Crucially, "Miracle" also captures a moment when hockey was part of the American zeitgeist. "The Miracle on Ice" captured the imagination of fervent and casual sports fans alike (as the Olympics often do), and in fully realizing that atmosphere, it serves as a feature-length argument for why people should watch hockey in the first place. That's a cinematic miracle.
1. Goon
"Goon" isn't the best sports movie of all time, but it might be the best character study in sports movie clothing. For all its colorful profanity and comedic set-pieces, Michael Dowse, Jay Baruchel, and Evan Goldberg's tale of a Massachusetts bouncer turned hockey enforcer (Sean Williams Scott) is closer to "Moneyball" than "The Mighty Ducks" or "Miracle." "Goon" is invested in its characters' souls. It wonders if hockey, a sport that involves no shortage of purposeful violence, can bring out the best in someone. The way it does (or doesn't) answer that question makes for some of the most compelling sports cinema released this century.
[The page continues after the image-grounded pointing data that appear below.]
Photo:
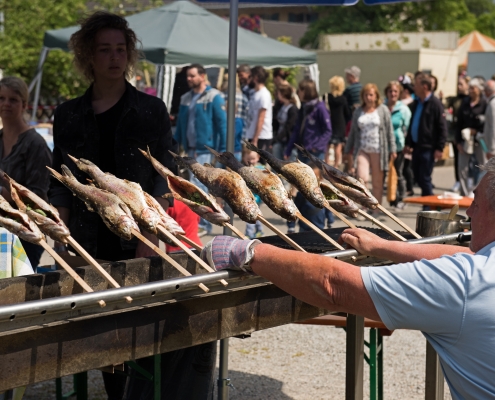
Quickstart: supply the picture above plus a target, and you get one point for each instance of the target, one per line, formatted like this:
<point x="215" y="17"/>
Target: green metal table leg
<point x="157" y="378"/>
<point x="380" y="366"/>
<point x="58" y="388"/>
<point x="81" y="385"/>
<point x="373" y="366"/>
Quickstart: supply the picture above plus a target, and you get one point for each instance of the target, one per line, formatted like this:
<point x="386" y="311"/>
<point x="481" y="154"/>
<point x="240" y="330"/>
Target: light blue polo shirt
<point x="451" y="300"/>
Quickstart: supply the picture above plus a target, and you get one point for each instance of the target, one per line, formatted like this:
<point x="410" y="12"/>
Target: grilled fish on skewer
<point x="197" y="200"/>
<point x="129" y="192"/>
<point x="114" y="212"/>
<point x="45" y="215"/>
<point x="225" y="184"/>
<point x="264" y="183"/>
<point x="351" y="187"/>
<point x="18" y="223"/>
<point x="167" y="221"/>
<point x="297" y="173"/>
<point x="338" y="200"/>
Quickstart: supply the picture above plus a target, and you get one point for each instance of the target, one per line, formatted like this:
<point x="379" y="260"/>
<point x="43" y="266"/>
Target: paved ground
<point x="306" y="362"/>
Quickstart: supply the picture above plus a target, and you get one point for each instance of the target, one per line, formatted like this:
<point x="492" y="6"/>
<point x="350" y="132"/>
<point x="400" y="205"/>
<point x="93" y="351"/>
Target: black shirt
<point x="108" y="244"/>
<point x="339" y="115"/>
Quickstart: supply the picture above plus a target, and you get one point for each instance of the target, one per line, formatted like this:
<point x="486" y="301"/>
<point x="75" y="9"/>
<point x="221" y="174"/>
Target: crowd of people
<point x="368" y="131"/>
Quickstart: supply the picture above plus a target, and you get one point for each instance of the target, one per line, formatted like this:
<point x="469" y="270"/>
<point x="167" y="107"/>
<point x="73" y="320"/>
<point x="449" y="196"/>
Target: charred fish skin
<point x="18" y="223"/>
<point x="130" y="193"/>
<point x="349" y="185"/>
<point x="114" y="212"/>
<point x="45" y="215"/>
<point x="274" y="162"/>
<point x="198" y="201"/>
<point x="298" y="174"/>
<point x="184" y="191"/>
<point x="341" y="202"/>
<point x="227" y="185"/>
<point x="264" y="183"/>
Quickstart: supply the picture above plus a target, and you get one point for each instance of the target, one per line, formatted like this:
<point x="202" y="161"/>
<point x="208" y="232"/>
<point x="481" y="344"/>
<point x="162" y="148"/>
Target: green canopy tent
<point x="183" y="33"/>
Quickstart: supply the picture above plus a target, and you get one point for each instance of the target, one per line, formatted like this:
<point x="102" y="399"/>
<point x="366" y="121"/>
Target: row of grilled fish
<point x="121" y="203"/>
<point x="233" y="186"/>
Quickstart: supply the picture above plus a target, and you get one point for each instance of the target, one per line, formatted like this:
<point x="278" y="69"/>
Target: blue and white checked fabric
<point x="226" y="252"/>
<point x="13" y="258"/>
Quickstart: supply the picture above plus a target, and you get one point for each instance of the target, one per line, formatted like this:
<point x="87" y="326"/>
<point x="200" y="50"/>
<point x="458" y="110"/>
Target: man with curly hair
<point x="107" y="125"/>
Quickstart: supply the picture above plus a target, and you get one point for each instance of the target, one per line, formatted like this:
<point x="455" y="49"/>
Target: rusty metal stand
<point x="80" y="388"/>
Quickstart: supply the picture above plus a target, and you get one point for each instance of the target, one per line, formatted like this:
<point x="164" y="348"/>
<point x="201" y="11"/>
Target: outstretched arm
<point x="369" y="244"/>
<point x="320" y="281"/>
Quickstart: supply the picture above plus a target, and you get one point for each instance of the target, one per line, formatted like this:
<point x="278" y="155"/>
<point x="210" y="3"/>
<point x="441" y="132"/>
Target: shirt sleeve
<point x="266" y="100"/>
<point x="426" y="295"/>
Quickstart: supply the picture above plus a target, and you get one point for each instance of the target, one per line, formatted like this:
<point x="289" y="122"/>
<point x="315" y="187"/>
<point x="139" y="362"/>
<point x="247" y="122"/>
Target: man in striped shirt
<point x="353" y="91"/>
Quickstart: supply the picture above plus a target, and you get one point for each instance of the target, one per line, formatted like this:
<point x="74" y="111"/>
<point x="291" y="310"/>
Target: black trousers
<point x="423" y="163"/>
<point x="186" y="374"/>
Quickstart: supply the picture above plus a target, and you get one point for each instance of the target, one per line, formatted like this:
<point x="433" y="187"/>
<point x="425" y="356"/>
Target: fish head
<point x="152" y="218"/>
<point x="184" y="162"/>
<point x="125" y="227"/>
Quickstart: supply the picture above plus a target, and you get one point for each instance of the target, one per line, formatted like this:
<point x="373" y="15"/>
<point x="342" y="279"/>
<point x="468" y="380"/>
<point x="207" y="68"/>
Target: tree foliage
<point x="438" y="15"/>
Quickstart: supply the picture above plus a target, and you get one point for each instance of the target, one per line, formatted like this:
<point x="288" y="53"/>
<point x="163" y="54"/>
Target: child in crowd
<point x="317" y="216"/>
<point x="251" y="158"/>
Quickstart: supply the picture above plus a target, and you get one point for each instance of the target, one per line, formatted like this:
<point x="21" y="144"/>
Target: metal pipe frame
<point x="153" y="290"/>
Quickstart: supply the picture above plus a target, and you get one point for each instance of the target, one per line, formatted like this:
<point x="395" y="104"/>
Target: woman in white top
<point x="371" y="142"/>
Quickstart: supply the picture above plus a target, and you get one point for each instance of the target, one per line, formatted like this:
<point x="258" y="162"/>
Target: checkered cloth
<point x="13" y="258"/>
<point x="226" y="252"/>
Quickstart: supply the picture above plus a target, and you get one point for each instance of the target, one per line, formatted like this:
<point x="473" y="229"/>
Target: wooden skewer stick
<point x="319" y="231"/>
<point x="236" y="231"/>
<point x="166" y="257"/>
<point x="69" y="270"/>
<point x="399" y="221"/>
<point x="383" y="226"/>
<point x="281" y="234"/>
<point x="188" y="251"/>
<point x="91" y="261"/>
<point x="190" y="242"/>
<point x="340" y="216"/>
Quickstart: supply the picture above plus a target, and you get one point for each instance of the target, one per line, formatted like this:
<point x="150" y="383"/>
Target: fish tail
<point x="56" y="174"/>
<point x="67" y="173"/>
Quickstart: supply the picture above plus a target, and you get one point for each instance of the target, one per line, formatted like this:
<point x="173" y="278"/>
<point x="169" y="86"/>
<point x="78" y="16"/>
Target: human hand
<point x="143" y="250"/>
<point x="61" y="249"/>
<point x="362" y="240"/>
<point x="226" y="252"/>
<point x="438" y="155"/>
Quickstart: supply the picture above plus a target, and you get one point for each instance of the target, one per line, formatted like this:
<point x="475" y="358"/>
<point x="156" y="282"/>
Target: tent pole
<point x="37" y="79"/>
<point x="223" y="380"/>
<point x="160" y="70"/>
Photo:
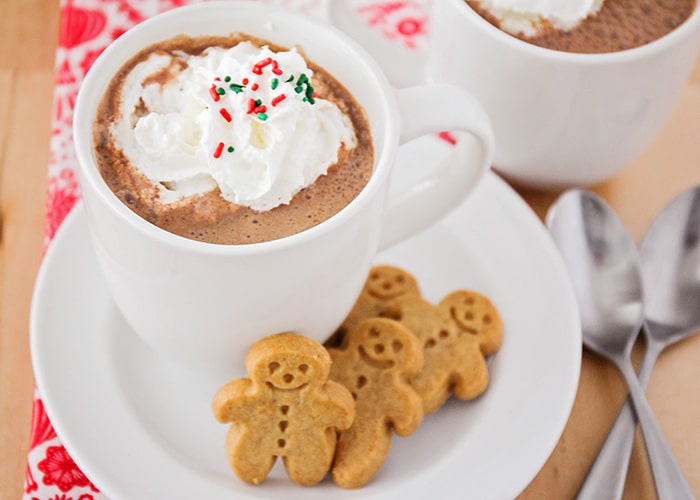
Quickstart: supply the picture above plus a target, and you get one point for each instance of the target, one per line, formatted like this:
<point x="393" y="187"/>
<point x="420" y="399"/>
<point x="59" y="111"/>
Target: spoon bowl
<point x="605" y="270"/>
<point x="670" y="257"/>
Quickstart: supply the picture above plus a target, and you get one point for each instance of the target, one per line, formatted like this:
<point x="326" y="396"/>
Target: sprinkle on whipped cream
<point x="527" y="17"/>
<point x="244" y="119"/>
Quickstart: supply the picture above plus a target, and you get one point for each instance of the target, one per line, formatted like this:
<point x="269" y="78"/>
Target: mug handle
<point x="432" y="109"/>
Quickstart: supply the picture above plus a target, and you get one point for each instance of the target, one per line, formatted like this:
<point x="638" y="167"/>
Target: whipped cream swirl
<point x="245" y="119"/>
<point x="527" y="17"/>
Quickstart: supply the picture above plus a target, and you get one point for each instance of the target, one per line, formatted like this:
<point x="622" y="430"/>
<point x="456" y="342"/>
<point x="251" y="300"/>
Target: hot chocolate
<point x="596" y="27"/>
<point x="230" y="139"/>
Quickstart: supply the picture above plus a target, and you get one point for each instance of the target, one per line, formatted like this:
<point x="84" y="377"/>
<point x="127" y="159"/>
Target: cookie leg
<point x="248" y="461"/>
<point x="311" y="466"/>
<point x="360" y="453"/>
<point x="473" y="378"/>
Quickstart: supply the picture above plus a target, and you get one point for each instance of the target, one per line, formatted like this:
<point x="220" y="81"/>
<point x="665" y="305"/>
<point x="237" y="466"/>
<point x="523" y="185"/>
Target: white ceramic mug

Tons of credit must go to Dowse. The director shoots hockey sequences with both kinetic flair and humorous restraint. Sometimes, events build to a static shot of Scott knocking someone out. Other times, we track a goalscorer as he flies across center ice, the stadium lights looming large around him. Dowse knows comedy can be cinema, and "Goon" is all the better for it. However, the film wouldn't work without Sean William Scott, whose performance as Doug Blatt is easily his career best. Most excellent sports movies locate the beating heart of both their protagonist and the actor playing them. That's exceedingly true of "Goon." Scott is as warm and open as he's ever been while conveying a penchant for dull-headed brutality that borders on the prodigious. No one else could play Blatt better. "Goon" has no equal.